Pathogenesis of porcine Actinobacillus pleuropneumonia, part II: roles of proinflammatory cytokines.

作者信息

Huang H, Potter A A, Campos M, Leighton F A, Willson P J, Haines D M, Yates W D

机构信息

Department of Veterinary Pathology, Western College of Veterinary Medicine, University of Saskatchewan, Saskatoon.

出版信息

Can J Vet Res. 1999 Jan;63(1):69-78.

PMID:9918337
原文链接:https://pmc.ncbi.nlm.nih.gov/articles/PMC1189518/
Abstract

The in vitro production of proinflammatory cytokines after stimulation with Actinobacillus pleuropneumoniae and the relation of these cytokines in vivo with the disease caused by A. pleuropneumoniae were investigated.

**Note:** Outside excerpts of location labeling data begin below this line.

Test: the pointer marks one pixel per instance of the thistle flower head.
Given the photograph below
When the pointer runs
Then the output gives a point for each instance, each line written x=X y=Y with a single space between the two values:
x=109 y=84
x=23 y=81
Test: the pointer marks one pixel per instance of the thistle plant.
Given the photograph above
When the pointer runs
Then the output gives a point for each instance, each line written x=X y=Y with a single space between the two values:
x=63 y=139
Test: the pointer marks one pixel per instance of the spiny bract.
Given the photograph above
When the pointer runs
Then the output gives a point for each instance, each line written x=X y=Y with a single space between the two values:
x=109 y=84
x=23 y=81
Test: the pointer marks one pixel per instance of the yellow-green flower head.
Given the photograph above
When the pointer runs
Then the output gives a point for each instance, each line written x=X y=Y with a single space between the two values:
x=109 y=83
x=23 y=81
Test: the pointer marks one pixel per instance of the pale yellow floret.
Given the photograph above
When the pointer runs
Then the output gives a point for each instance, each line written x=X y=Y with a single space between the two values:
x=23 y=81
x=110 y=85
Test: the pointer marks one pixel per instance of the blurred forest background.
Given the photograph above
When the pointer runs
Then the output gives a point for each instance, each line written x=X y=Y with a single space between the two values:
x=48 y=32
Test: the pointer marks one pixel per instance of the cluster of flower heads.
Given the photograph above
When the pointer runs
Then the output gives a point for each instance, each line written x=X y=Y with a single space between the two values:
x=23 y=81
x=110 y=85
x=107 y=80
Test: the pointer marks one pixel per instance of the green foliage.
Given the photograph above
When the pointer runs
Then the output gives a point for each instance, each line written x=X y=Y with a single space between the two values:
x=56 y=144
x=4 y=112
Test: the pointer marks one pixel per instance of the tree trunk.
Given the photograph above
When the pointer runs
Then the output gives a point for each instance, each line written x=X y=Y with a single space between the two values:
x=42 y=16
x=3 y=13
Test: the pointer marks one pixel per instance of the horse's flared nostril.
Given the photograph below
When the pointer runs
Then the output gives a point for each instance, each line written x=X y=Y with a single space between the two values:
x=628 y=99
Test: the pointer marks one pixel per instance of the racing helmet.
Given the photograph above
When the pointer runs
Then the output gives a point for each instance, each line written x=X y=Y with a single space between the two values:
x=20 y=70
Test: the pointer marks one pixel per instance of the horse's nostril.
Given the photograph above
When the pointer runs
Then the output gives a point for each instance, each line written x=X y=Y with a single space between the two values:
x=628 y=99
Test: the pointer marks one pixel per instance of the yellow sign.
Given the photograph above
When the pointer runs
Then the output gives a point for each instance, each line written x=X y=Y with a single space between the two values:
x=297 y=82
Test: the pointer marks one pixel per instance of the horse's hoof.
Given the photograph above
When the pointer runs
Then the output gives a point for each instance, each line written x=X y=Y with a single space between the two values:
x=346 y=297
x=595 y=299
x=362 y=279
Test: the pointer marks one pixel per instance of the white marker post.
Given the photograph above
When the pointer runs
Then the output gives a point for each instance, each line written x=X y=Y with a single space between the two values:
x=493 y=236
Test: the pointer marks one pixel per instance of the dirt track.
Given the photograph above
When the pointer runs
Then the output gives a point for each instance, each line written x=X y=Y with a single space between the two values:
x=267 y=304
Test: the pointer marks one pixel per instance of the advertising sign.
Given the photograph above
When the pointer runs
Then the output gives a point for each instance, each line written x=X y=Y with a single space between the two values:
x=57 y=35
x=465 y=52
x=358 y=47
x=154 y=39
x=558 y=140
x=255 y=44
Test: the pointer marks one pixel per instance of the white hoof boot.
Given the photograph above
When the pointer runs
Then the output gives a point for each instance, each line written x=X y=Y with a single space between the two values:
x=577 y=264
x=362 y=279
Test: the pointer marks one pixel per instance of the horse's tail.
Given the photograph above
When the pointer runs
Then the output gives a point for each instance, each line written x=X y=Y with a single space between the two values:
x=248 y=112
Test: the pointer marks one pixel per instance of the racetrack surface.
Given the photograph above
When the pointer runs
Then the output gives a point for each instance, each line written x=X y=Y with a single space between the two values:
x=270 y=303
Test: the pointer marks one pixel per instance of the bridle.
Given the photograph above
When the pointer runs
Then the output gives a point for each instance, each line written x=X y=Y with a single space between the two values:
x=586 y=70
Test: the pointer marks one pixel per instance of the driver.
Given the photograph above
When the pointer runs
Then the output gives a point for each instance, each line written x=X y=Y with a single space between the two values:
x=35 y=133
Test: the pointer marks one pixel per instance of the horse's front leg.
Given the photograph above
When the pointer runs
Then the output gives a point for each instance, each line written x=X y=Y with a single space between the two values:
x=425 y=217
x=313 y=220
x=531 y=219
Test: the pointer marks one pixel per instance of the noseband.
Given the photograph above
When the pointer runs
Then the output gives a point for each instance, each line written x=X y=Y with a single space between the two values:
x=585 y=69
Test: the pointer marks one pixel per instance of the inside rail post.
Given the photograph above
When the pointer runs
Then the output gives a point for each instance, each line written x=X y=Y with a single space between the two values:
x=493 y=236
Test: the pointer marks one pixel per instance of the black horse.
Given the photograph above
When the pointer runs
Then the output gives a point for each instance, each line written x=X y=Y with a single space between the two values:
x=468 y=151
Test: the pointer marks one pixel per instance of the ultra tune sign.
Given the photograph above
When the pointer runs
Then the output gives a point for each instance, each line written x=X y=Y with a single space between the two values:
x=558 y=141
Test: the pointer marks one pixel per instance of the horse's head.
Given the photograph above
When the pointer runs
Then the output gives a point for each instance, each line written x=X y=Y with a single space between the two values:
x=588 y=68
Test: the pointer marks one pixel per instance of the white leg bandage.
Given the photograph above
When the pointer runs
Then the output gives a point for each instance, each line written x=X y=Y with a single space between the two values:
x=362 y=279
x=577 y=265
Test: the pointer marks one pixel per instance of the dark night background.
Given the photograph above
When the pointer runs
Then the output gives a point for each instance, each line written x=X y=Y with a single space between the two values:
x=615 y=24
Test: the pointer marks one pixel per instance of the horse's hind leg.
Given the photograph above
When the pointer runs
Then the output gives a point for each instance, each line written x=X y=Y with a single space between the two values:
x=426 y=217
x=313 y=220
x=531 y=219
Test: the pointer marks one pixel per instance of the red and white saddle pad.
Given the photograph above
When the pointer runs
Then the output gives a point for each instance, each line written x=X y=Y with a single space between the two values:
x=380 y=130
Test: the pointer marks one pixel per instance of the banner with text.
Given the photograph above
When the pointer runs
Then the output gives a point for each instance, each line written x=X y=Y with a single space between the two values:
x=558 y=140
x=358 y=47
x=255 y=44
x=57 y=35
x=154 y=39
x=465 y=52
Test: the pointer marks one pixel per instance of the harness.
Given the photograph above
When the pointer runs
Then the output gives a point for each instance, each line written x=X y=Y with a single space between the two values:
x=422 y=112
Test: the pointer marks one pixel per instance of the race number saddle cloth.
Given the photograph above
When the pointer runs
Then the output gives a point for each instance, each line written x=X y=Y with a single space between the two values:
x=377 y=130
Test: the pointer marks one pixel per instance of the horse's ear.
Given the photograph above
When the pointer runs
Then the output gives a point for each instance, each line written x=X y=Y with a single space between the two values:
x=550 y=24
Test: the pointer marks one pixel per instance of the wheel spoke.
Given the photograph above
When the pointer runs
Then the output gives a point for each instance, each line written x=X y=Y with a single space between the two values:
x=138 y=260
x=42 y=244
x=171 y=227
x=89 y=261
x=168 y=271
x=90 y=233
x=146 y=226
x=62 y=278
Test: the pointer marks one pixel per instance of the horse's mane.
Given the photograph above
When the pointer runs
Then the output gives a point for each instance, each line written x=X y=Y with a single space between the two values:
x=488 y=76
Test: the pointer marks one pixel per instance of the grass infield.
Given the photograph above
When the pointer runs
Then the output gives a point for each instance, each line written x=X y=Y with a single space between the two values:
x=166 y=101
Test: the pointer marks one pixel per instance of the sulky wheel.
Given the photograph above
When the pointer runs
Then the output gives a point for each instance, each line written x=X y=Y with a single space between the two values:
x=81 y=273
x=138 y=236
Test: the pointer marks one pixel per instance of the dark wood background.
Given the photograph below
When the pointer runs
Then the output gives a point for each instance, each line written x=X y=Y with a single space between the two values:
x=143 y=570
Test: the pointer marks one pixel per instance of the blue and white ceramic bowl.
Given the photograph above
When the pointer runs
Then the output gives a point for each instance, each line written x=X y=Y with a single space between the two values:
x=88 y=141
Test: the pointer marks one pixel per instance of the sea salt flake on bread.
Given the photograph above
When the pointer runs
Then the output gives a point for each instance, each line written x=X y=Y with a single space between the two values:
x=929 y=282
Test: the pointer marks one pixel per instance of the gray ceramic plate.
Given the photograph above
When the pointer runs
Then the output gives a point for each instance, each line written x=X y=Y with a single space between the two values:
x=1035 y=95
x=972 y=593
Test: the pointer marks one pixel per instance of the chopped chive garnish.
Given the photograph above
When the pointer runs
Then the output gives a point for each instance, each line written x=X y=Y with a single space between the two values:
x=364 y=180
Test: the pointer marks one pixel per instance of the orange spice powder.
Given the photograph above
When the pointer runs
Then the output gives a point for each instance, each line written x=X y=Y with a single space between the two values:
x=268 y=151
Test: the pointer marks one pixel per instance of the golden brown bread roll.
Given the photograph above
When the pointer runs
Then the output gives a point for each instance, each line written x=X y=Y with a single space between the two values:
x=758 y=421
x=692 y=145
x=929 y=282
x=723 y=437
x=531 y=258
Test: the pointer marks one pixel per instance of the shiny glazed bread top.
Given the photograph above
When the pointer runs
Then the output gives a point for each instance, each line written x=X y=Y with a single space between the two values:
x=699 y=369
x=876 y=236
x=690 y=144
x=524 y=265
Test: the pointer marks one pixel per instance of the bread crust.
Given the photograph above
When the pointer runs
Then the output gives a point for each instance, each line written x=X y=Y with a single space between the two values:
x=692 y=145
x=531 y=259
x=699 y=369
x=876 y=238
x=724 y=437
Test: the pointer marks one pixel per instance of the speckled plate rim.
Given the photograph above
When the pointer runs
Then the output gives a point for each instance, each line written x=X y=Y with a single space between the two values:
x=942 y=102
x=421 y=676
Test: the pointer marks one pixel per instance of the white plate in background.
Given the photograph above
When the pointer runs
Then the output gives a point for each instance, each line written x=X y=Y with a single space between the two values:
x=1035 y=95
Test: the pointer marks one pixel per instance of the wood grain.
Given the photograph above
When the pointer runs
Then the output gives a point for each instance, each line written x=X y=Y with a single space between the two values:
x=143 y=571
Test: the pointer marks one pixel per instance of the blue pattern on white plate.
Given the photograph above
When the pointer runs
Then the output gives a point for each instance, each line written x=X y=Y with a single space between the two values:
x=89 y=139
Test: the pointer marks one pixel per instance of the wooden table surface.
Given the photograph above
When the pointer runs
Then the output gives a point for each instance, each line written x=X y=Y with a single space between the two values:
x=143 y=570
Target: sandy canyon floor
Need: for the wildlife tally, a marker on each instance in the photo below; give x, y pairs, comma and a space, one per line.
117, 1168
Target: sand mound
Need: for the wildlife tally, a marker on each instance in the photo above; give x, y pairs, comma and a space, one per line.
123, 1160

Within 24 h, in vitro stimulation by A. pleuropneumoniae (serotype 1) preparations, including killed bacteria, bacterial culture supernatant, lipopolysaccharide, and bacterial extracts, porcine pulmonary alveolar macrophages (PAM) produced significant (P < 0.05) amounts of tumor necrosis factor-alpha (TNF-alpha) and interleukin-1 (IL-1) as measured by bioassays. The supernatants containing interleukin-8 from PAM after stimulation by bacterial preparations showed significant neutrophil chemotaxis, while bacterial preparations alone did not. After in vivo infection with A. pleuropneumoniae, the mean levels of TNF-alpha and IL-1 in serum, as measured by bioassays, were elevated 37- to 27836-fold for TNF-alpha and 11- to 5941-fold higher for IL-1 within 4 d post-infection, depending on the treatments, and remained elevated up to Day 7. Both cytokines were also detected in porcine lungs by bioassays and immunocytochemistry. The results indicated that both secreted and surface components of A. pleuropneumoniae can stimulate PAM to produce proinflammatory mediators. Neutrophil chemoattractants rather than bacterial components are the major factor causing acute lung inflammation. The elevation of TNF-alpha and IL-1 in pigs occurred coincident with the onset of acute clinical disease.

摘要

研究了胸膜肺炎放线杆菌刺激后促炎细胞因子的体外产生情况,以及这些细胞因子在体内与胸膜肺炎放线杆菌所致疾病的关系。在24小时内,胸膜肺炎放线杆菌(血清型1)制剂,包括死菌、细菌培养上清液、脂多糖和细菌提取物,对猪肺泡巨噬细胞(PAM)进行体外刺激后,通过生物测定法测得PAM产生了大量(P < 0.05)的肿瘤坏死因子-α(TNF-α)和白细胞介素-1(IL-1)。细菌制剂刺激后的PAM含有白细胞介素-8的上清液显示出显著的中性粒细胞趋化性,而单独的细菌制剂则没有。胸膜肺炎放线杆菌体内感染后,通过生物测定法测得血清中TNF-α和IL-1的平均水平,在感染后4天内,TNF-α升高了37至27836倍,IL-1升高了11至5941倍,具体取决于治疗方法,并且一直升高到第7天。通过生物测定法和免疫细胞化学法在猪肺中也检测到了这两种细胞因子。结果表明,胸膜肺炎放线杆菌的分泌成分和表面成分均可刺激PAM产生促炎介质。中性粒细胞趋化剂而非细菌成分是导致急性肺部炎症的主要因素。猪体内TNF-α和IL-1的升高与急性临床疾病的发作同时发生。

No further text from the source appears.